Toda la vida de María fue un Sí al Padre y un Magnificat. Hubo momentos fuertes en el gozo de su entrega: la Anunciación, la Cruz, Pentecostés. Pero lo verdaderamente grande en Ella fue la fidelidad cotidiana al plan del Padre, su radical entrega al Evangelio, vivido con sencillez y alegría de corazón. Su pobreza fue, ante todo, conciencia serena de su condición de servidora, hambre de la Palabra de Dios y de su Reino, inconmovible seguridad en Aquel para Quien nada es imposible, pronta disponibilidad para el servicio.
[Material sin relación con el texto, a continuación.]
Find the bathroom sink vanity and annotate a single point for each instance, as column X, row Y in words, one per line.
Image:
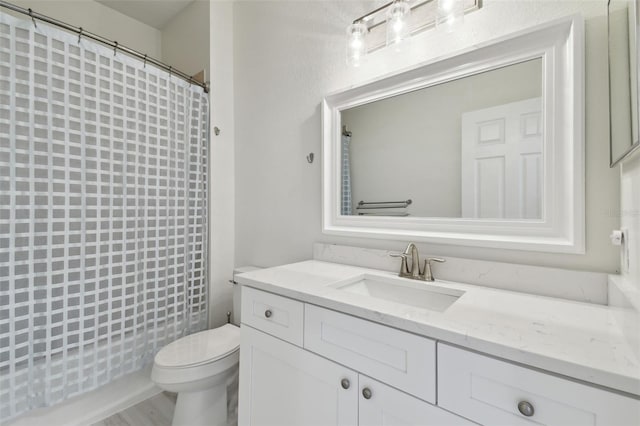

La vida de María fue simple. Y sin embargo, indudablemente, su Sí cambió la historia, y su Magnificat hizo desbordar sobre el mundo la alegría de la redención. Hoy hemos complicado innecesariamente las cosas (aún dentro de la Iglesia y en el interior de las comunidades religiosas). Se dirá que “los tiempos han cambiado”. Es cierto. Pero no olvidemos que también nosotros -siendo fieles a nuestra identidad específica y viviendo a fondo la novedad en el Espíritu- tenemos que ir cambiando las cosas y haciendo nuevos los tiempos. A cada uno le toca escribir una página inédita, totalmente suya, en la historia de la salvación. Con frecuencia perdemos el tiempo en ver cómo la escriben los otros o, peor aún, en juzgar cómo y por qué la escribieron mal. Y nosotros, entre tanto, dejamos de escribir la nuestra. En definitiva, lo esencial no es saber qué pasa en la historia, sino en discernir por dónde pasa el Señor y qué quiere de nosotros.
La vida no se nos dio para guardarla. Se nos dio para la gloria del Padre y el servicio a los hermanos. Sólo así seremos capaces de ganarla (Mc 8, 35). Esto exige de nosotros que vivamos “con sencillez y alegría de corazón” (Hech 2, 46), nuestro Fiat cotidiano: a la voluntad del Padre y a la expectativa de los hombres, al silencio de la contemplación, a la fecundidad de la cruz, a la alegría de la caridad fraterna.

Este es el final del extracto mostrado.